The government withdrew the document for further consultations but Mugabe has repeatedly stressed that locals should be in control of their rich natural resources.
Empowerment cornerstone of development
"Indigenisation and economic empowerment of our people remains the cornerstone of our socio-economic development," Mugabe said in an annual state of the nation speech to parliament.
"The amendment of the Mines and Minerals Act to facilitate participation by locals in the mining sector is at an advanced stage," said Mugabe.
The government empowerment has worried investors in one of the few sectors of Zimbabwe's economy that has continued to attract foreign capital following the collapse of the key agriculture sector, which critics blame on Mugabe's seizure of white-owned farms for blacks.

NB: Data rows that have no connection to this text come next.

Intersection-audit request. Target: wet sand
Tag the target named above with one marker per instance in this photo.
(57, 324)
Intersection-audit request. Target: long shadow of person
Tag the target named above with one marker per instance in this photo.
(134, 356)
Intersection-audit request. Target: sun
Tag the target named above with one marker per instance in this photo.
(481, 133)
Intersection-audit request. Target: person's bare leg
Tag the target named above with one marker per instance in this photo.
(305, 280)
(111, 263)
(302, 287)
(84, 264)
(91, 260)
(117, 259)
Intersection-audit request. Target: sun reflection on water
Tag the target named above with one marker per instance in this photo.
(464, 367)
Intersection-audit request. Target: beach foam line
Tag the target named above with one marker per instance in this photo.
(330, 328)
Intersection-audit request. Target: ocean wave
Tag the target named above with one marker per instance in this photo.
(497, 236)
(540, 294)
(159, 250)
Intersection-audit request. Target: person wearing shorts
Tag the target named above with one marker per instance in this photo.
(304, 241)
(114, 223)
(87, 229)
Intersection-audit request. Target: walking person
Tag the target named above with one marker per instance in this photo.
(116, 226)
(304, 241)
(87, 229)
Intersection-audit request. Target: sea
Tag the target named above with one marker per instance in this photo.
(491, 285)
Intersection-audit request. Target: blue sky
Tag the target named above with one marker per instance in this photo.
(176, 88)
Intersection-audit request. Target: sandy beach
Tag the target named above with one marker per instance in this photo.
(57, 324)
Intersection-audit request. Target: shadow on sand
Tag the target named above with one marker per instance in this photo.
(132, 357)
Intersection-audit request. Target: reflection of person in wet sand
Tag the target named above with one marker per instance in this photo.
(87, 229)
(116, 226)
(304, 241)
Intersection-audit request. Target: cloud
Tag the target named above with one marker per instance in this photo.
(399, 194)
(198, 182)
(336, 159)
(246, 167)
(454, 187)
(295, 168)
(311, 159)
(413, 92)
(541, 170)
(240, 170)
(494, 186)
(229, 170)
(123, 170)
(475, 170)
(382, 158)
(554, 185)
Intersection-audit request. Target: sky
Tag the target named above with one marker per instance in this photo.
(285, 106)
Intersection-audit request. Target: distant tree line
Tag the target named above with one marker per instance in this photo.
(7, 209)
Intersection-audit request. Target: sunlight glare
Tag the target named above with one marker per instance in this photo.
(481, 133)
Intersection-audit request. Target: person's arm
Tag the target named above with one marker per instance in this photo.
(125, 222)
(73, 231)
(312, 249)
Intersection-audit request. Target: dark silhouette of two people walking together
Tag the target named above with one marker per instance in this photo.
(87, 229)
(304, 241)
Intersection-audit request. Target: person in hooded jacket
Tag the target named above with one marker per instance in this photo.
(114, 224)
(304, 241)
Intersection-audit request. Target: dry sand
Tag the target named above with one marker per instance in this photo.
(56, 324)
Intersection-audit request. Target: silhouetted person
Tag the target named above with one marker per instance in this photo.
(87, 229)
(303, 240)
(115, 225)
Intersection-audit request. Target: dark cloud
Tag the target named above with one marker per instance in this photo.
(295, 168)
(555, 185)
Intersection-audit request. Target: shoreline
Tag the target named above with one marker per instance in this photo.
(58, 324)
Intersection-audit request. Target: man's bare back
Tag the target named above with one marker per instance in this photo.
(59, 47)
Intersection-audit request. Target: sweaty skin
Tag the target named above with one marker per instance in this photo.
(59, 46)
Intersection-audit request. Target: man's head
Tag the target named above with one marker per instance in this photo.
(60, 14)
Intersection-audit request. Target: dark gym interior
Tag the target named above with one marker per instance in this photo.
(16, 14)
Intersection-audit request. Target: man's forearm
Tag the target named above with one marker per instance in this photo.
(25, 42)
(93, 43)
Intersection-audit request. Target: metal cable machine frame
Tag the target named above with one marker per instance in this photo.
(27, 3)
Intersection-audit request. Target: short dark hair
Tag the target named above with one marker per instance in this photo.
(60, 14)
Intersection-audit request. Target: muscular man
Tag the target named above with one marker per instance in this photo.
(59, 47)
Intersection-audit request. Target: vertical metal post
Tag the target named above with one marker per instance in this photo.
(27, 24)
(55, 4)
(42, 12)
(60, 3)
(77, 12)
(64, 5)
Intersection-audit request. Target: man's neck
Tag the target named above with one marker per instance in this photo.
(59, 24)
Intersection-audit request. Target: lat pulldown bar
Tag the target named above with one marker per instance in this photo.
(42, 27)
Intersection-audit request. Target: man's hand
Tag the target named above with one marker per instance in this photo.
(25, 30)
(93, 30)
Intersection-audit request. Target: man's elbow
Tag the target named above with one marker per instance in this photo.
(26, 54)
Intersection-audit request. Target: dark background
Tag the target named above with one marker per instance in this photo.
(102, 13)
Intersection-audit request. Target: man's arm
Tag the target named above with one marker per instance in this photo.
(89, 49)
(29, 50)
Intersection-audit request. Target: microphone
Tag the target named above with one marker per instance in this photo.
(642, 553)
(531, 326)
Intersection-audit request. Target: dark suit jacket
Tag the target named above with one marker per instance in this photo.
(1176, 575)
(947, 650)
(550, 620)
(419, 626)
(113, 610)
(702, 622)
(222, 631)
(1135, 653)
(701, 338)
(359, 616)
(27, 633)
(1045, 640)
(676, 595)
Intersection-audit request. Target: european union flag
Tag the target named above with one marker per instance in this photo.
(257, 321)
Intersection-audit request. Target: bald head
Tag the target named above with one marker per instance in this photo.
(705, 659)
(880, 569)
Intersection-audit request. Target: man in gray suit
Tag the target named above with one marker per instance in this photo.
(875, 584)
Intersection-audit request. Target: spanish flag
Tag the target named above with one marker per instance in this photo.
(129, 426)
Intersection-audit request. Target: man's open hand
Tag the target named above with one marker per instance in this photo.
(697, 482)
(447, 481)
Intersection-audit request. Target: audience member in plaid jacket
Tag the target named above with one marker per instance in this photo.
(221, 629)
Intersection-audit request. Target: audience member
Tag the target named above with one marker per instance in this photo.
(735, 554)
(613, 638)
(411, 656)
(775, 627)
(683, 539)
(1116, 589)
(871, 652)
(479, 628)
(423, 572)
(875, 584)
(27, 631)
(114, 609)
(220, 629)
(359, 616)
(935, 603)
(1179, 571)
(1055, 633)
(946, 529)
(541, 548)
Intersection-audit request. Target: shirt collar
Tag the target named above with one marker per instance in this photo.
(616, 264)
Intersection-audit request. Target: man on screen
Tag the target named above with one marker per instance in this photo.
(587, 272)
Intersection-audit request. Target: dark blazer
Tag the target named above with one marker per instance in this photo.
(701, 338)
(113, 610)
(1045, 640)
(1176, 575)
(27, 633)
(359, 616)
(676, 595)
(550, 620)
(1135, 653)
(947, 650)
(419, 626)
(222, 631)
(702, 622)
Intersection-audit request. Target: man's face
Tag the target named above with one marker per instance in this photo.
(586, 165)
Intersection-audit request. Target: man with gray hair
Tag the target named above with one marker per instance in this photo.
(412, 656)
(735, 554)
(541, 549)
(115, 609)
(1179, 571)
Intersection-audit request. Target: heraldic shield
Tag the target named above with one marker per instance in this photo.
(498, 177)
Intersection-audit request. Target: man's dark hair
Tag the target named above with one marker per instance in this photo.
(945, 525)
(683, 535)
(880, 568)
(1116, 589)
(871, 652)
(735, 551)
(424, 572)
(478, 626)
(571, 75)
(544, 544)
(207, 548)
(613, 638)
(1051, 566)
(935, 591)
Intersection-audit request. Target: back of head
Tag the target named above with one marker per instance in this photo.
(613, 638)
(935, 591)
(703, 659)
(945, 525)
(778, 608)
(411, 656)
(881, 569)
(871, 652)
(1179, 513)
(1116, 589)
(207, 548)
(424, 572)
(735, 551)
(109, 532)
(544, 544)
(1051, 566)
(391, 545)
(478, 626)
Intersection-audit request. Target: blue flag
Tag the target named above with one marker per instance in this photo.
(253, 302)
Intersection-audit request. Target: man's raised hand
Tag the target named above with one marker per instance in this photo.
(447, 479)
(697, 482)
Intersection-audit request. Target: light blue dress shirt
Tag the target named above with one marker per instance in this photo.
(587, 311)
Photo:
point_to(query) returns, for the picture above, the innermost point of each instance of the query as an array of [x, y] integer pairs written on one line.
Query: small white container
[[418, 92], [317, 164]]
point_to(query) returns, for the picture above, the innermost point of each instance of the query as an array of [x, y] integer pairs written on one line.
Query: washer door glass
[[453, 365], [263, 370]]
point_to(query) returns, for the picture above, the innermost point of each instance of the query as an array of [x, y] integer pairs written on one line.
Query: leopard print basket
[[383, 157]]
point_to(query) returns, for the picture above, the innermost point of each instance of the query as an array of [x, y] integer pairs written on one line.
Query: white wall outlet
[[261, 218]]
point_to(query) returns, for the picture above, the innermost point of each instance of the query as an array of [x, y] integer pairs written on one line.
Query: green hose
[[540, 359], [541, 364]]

Major international firms with interests in Zimbabwe include the world's number one platinum miner Anglo Platinum, Rio Tinto and Implats.
Last Friday Mugabe said his government would not allow land-grab style seizures of mines by top officials, a statement analysts said was designed to calm jittery foreign mining firms.
Mugabe looks East
On Wednesday Mugabe said his "Look East" policy, which seeks to bolster ties with Asian and Muslim nations to make up for Zimbabwe's increasing isolation from the West, was bearing fruit after Zimbabwe signed joint venture mining agreements with firms from China.
"Joint venture mining projects have been agreed with several Chinese companies while there are advanced plans to open a minerals marketing office in the city of Shanghai in China," Mugabe said without giving details of the companies involved.
Analysts and industry officials say growth in the mining sector is being stunted by delays in finalising mine ownership laws and a skewed exchange rate policy.
Mining ouput declined by 14.4% in 2006, but official forecasts point to a 4.9% growth in 2007. The industry has overtaken agriculture as the top foreign currency earner in the crisis-hit southern African country.